Thirty-six patients were assessable for primary end point analysis, and 38 were assessable for toxicity. Forty-four percent of patients had three prior regimens, more than 50% had four or more disease sites, and 48% had liver metastases. Thirty-three patients reached the targeted concentration range during the first cycle. Eleven patients (31%) attained the >/= 6-month outcome end point, with one partial response (8 months) and three minor responses (8, 12+, and 13 months). Median time to progression was 3.6 months (range, 1.6 to 13.3 months). CAI was well tolerated, with mostly grade 1 to 2 toxicity. Grade 3 events included fatigue (5%), vomiting (2%), neutropenic fever (2%), and neutropenia (2%). There were no grade 4 adverse events. No associations between VEGF, IL-8, and MMP-2 with CAI concentration or clinical outcome were observed.
CAI is a potential agent for additional study in the stabilization of relapsed ovarian cancer. Given a limited toxicity profile, it may have utility as a maintenance therapeutic agent for this disease.
羧酰胺三唑(CAI)是一种非电压门控钙通道和钙通道介导信号通路的细胞生长抑制剂。它可抑制血管生成、肿瘤生长、侵袭和转移。我们推测CAI能使复发卵巢癌患者病情稳定持续≥6个月。
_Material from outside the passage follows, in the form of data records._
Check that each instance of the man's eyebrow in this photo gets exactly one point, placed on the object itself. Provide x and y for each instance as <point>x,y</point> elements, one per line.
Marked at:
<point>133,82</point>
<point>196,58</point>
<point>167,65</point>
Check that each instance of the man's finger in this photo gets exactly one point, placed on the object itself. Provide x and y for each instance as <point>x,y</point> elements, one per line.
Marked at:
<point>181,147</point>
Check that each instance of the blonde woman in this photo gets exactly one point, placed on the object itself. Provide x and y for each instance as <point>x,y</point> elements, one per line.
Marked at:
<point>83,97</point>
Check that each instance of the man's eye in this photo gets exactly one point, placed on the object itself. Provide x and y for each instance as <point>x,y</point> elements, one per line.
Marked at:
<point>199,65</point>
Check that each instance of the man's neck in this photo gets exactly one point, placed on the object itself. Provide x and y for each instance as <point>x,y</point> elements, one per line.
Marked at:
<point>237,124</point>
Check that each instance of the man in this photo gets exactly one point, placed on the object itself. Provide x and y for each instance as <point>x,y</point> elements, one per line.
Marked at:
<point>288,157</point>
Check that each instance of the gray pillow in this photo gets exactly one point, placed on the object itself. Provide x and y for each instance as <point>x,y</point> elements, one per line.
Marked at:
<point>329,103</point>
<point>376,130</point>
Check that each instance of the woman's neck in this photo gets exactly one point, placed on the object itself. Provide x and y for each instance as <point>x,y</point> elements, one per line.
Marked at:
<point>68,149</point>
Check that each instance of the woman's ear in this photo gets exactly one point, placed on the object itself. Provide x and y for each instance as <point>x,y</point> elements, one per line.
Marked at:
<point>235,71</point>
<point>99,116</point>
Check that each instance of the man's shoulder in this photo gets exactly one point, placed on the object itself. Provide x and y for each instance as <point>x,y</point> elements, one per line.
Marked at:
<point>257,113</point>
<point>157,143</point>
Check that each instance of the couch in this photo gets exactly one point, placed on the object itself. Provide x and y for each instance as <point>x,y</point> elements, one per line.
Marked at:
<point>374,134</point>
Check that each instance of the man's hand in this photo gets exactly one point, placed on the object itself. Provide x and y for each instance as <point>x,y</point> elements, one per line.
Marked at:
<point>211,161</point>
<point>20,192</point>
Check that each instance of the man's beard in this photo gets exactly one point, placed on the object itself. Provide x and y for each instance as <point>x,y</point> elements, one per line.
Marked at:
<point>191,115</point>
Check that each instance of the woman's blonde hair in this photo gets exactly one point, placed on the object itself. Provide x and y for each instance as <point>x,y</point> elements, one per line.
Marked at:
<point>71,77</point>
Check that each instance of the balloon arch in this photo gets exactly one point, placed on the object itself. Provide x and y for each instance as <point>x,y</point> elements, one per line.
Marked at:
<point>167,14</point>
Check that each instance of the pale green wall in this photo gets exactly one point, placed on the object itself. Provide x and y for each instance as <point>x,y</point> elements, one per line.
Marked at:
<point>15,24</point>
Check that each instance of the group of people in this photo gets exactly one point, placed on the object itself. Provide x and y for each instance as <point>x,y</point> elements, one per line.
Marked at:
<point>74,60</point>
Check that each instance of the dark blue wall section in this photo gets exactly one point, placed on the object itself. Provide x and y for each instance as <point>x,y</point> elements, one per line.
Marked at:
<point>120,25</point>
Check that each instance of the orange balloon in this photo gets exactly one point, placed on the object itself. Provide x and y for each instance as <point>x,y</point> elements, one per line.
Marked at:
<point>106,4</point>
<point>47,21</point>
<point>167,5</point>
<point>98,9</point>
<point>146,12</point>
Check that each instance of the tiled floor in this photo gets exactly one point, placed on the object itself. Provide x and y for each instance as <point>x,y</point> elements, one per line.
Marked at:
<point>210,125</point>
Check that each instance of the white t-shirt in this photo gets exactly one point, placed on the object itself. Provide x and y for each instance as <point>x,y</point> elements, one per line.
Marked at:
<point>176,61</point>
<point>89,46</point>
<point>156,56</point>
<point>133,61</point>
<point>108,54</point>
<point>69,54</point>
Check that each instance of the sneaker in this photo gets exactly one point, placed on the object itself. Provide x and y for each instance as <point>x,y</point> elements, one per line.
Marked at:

符合条件的患者为上皮性卵巢癌患者,终末器官功能良好,疾病可测量,且既往接受过三种或更少治疗方案。采用药代动力学给药方法每日口服CAI,以维持血浆浓度在2至4μg/mL之间。每8周进行一次影像学检查以评估反应。阳性结果包括疾病稳定或改善持续≥6个月。检测血浆血管内皮生长因子(VEGF)、白细胞介素(IL)-8和基质金属蛋白酶(MMP)-2。
36例患者可进行主要终点分析评估,38例可进行毒性评估。44%的患者既往接受过三种治疗方案,超过50%的患者有四个或更多病灶部位,48%的患者有肝转移。33例患者在第一个周期内达到目标浓度范围。11例患者(31%)达到≥6个月的结局终点,其中1例部分缓解(8个月),3例轻微缓解(8、12 +和13个月)。疾病进展的中位时间为3.6个月(范围1.6至13.3个月)。CAI耐受性良好,大多为1至2级毒性。3级事件包括疲劳(5%)、呕吐(2%)、中性粒细胞减少性发热(2%)和中性粒细胞减少(2%)。无4级不良事件。未观察到VEGF、IL-8和MMP-2与CAI浓度或临床结局之间存在关联。
CAI是一种有潜力的药物,可进一步研究其对复发卵巢癌的病情稳定作用。鉴于其毒性有限,它可能作为该疾病的维持治疗药物发挥作用。